Isao had used the purple pencil to indicate the presence of corruption, marking every critical spot. From the vicinity of the Imperial Palace to Nagata and throughout the entire Marunouchi area near Tokyo Station the color was a deep purple, and even the palace area itself was not without a purple tinge. The Diet Building wore a heavy coat of it, and this saturation area was linked by a dotted line to the purple mass that covered Marunouchi, the home ground of the
zaibatsu
.
“What’s that?” asked Sagara, pointing to a spot of purple a little distance removed in the neighborhood of Toranomon.
“The Peers Club,” Isao answered coolly. “They like to call themselves the Emperor’s ‘Shield of Flesh,’ but they’re just parasites on the Imperial Household.”
In the Kasumigaseki area, as was hardly surprising, the avenue lined with government bureaus, whatever the variations of shade, was purple from one end to the other.

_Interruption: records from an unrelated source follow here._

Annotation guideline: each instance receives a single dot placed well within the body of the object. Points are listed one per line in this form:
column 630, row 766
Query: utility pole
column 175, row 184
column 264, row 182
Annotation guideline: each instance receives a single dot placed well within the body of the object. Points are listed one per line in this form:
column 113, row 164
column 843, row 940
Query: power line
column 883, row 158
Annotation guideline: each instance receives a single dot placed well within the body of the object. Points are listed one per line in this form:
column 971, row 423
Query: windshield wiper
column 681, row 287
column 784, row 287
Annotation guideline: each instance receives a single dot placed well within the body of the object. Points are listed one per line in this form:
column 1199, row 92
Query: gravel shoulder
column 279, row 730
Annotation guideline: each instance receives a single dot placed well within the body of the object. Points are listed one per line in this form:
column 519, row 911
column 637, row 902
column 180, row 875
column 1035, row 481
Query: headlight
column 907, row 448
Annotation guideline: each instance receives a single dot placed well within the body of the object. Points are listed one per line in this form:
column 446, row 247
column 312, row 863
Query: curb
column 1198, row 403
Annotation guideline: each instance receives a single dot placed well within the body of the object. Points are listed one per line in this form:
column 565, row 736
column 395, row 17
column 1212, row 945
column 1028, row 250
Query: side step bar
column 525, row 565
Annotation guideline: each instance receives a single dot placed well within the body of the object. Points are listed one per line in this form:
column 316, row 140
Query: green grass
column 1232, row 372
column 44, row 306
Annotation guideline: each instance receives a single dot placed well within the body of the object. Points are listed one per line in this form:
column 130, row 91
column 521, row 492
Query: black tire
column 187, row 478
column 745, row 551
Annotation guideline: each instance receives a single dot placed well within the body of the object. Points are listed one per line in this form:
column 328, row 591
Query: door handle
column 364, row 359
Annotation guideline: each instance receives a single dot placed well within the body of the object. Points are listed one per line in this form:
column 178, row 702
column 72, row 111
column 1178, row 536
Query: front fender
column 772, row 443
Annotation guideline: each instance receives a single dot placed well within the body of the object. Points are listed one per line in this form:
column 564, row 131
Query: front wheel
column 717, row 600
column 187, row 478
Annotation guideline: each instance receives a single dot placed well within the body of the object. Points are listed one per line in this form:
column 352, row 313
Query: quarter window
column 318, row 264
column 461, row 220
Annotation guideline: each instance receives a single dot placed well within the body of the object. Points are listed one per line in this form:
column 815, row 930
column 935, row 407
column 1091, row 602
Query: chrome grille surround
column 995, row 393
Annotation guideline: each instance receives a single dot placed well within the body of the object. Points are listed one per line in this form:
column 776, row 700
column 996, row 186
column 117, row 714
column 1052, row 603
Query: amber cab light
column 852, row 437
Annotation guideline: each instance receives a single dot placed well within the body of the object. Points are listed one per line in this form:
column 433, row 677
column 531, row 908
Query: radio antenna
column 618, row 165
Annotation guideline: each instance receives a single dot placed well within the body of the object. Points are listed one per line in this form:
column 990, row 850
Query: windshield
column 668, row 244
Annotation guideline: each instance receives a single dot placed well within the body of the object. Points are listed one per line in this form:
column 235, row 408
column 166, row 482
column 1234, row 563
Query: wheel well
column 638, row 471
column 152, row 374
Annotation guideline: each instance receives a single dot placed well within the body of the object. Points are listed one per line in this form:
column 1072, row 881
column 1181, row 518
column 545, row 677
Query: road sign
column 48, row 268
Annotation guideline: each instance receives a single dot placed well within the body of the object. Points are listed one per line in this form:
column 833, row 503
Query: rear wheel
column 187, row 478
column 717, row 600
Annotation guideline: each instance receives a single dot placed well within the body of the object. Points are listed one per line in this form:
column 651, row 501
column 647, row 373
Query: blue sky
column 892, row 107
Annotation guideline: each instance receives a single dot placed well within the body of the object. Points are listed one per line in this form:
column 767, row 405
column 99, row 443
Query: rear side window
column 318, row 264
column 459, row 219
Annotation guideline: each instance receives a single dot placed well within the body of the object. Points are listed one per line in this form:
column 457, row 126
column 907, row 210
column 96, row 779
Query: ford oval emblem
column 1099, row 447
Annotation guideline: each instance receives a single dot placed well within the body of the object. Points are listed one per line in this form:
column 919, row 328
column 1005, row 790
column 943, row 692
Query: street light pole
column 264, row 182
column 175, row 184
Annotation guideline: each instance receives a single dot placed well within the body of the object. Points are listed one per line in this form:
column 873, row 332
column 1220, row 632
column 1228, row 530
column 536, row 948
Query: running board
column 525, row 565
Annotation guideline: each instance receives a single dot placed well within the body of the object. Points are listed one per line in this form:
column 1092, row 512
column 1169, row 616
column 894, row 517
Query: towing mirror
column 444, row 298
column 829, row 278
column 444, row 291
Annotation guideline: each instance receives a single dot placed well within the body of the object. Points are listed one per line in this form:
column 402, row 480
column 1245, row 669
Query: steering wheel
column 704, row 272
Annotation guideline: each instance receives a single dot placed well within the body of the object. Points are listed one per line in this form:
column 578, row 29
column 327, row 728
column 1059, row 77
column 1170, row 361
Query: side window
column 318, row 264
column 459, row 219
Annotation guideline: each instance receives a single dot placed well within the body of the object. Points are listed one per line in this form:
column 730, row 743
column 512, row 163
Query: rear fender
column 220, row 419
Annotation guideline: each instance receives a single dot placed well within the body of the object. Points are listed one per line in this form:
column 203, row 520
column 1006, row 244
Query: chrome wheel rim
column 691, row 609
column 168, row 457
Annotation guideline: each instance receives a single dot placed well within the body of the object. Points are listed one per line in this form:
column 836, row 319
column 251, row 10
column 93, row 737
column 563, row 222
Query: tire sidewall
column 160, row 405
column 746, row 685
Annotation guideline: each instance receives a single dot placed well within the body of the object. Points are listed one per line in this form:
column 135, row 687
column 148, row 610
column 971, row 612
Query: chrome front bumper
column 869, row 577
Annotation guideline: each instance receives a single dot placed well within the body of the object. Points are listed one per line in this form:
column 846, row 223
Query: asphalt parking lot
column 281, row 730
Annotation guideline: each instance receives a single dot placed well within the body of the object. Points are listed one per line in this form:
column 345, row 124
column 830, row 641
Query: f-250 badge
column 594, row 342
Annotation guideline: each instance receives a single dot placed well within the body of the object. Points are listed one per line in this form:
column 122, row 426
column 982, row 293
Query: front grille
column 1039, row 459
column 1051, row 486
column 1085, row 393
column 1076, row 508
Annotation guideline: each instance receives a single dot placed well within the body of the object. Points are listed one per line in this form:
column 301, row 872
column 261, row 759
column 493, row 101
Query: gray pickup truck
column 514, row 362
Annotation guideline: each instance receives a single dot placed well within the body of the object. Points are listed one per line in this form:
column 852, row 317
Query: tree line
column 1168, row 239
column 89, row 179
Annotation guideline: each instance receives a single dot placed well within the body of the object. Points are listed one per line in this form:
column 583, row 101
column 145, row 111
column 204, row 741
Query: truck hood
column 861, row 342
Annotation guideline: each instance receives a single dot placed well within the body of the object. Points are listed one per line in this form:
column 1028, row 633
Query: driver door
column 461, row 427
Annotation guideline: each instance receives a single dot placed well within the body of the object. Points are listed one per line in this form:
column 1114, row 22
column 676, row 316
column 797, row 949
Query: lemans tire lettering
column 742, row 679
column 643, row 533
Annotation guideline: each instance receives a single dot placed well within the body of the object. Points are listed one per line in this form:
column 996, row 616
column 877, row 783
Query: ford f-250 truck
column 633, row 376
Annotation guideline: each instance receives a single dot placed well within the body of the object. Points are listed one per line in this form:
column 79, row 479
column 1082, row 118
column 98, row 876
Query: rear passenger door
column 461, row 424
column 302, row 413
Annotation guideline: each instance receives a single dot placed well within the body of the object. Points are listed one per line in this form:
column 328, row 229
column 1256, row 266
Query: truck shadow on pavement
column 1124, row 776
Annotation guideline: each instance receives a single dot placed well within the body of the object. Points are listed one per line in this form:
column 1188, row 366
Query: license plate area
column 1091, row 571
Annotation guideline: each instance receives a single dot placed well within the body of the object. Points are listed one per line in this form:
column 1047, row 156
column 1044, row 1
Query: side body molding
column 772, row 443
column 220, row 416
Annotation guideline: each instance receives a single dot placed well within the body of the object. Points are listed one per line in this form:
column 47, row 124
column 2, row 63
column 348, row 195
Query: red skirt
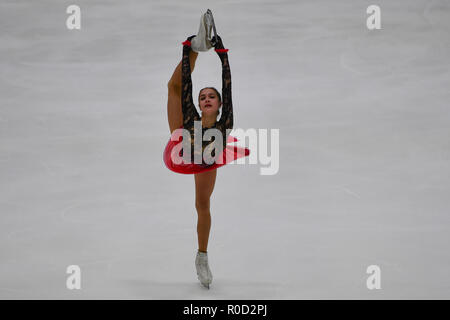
column 174, row 161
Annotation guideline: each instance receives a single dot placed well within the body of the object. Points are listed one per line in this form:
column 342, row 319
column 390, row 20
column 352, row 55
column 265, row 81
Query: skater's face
column 209, row 102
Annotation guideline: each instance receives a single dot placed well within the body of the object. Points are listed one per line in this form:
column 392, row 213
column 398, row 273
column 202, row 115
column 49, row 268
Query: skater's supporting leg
column 204, row 186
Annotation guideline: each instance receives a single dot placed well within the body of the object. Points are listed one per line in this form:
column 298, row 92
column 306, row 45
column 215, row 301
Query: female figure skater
column 182, row 113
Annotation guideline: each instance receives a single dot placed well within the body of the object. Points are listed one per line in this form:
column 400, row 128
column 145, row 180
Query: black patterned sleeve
column 190, row 114
column 226, row 119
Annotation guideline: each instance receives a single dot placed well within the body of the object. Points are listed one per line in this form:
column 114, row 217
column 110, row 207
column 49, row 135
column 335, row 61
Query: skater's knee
column 202, row 204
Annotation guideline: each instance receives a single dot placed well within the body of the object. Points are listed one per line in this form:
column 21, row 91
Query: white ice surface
column 364, row 151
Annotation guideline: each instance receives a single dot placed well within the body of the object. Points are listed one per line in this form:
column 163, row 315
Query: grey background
column 364, row 151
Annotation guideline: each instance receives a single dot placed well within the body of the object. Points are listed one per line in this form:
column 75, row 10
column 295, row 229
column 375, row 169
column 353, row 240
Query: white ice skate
column 202, row 41
column 203, row 272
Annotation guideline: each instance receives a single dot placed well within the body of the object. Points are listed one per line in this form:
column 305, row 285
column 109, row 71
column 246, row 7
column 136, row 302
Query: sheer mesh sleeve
column 190, row 114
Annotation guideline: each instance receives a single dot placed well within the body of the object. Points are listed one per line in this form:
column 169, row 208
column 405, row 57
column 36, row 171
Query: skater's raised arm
column 190, row 114
column 226, row 118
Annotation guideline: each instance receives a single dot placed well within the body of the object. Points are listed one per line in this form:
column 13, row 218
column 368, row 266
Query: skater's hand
column 190, row 38
column 217, row 42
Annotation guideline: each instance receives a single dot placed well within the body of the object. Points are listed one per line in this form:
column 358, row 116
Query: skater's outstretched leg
column 202, row 41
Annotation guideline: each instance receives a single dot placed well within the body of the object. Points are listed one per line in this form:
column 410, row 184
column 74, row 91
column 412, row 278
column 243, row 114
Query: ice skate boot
column 202, row 41
column 203, row 272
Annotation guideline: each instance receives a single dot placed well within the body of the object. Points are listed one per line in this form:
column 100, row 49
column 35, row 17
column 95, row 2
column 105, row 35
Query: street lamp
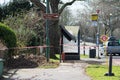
column 110, row 24
column 110, row 56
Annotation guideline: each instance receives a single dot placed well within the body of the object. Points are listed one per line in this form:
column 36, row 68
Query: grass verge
column 96, row 72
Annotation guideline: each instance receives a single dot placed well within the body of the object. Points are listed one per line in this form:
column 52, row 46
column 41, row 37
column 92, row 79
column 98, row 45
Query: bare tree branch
column 39, row 4
column 68, row 3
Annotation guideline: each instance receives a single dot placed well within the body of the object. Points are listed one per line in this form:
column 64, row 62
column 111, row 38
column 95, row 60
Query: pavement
column 66, row 71
column 69, row 70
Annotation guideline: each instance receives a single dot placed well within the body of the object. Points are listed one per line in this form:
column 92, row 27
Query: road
column 66, row 71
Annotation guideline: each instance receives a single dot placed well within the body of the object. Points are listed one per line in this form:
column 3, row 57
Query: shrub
column 8, row 38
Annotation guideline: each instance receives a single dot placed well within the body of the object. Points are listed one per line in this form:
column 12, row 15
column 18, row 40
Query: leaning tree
column 54, row 29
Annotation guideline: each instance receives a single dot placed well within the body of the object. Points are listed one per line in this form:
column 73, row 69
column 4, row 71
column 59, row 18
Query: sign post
column 104, row 38
column 95, row 19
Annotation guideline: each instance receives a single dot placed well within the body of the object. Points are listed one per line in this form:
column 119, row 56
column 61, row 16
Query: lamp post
column 98, row 33
column 110, row 25
column 47, row 31
column 110, row 56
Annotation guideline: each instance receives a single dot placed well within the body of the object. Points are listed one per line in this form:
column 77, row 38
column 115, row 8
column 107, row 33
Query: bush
column 8, row 37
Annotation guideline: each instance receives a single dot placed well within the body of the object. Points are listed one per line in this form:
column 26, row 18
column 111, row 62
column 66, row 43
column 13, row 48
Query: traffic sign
column 104, row 38
column 94, row 17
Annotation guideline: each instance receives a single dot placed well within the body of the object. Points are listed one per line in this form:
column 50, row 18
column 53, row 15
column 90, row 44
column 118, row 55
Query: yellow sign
column 94, row 17
column 104, row 38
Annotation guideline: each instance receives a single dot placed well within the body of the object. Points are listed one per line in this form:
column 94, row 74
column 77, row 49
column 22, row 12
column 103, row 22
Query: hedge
column 8, row 36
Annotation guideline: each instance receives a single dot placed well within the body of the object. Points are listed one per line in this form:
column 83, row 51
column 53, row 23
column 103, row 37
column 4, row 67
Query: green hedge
column 8, row 36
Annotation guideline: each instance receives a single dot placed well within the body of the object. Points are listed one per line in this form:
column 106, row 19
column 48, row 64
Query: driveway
column 66, row 71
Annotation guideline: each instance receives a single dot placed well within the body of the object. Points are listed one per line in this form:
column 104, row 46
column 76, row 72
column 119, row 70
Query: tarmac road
column 66, row 71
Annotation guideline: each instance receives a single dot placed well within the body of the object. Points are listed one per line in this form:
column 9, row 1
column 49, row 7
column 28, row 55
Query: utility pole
column 110, row 56
column 47, row 32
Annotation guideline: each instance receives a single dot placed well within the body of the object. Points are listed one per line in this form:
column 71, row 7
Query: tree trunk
column 54, row 38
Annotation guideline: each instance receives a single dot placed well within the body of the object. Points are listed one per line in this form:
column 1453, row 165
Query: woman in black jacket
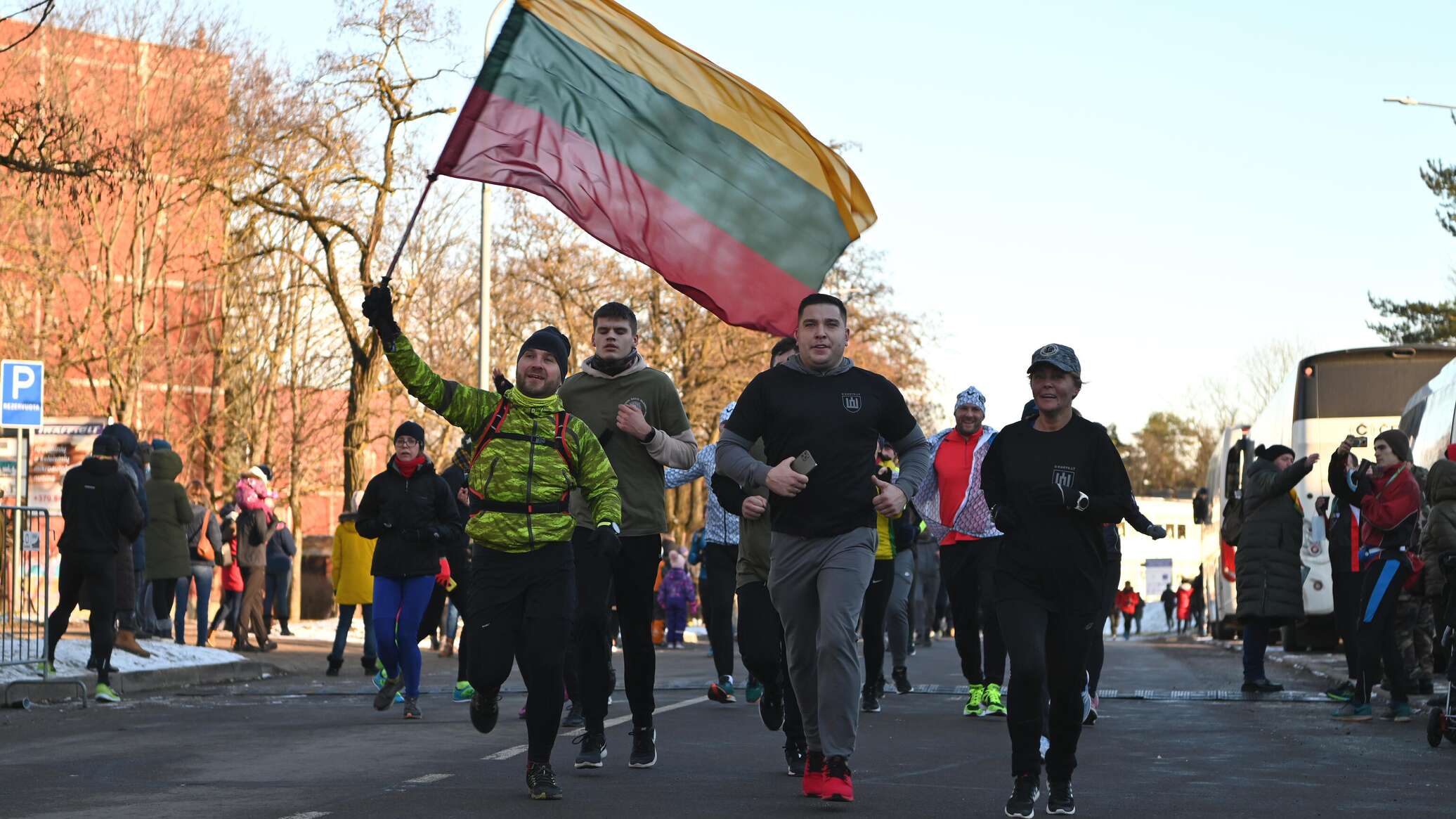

The Foreign Ministry, the chief architect of the weak and vacillating foreign policy, had taken such severe punishment from Isao’s pencil that it gave off a purple glow.
“So, this is how far the corruption has spread! And the Army Ministry, and the General Staff too!” Izutsu exclaimed, his eyes flashing and his voice surprisingly harsh and loud for his age. Izutsu’s voice, however, expressed true belief, its tone one of quick and ready affirmation surging up through a channel free of all impurity.
“Of course. I put my pencil to work only where I had certain knowledge.”
“I wonder what we could do to purify this all with one sweep?”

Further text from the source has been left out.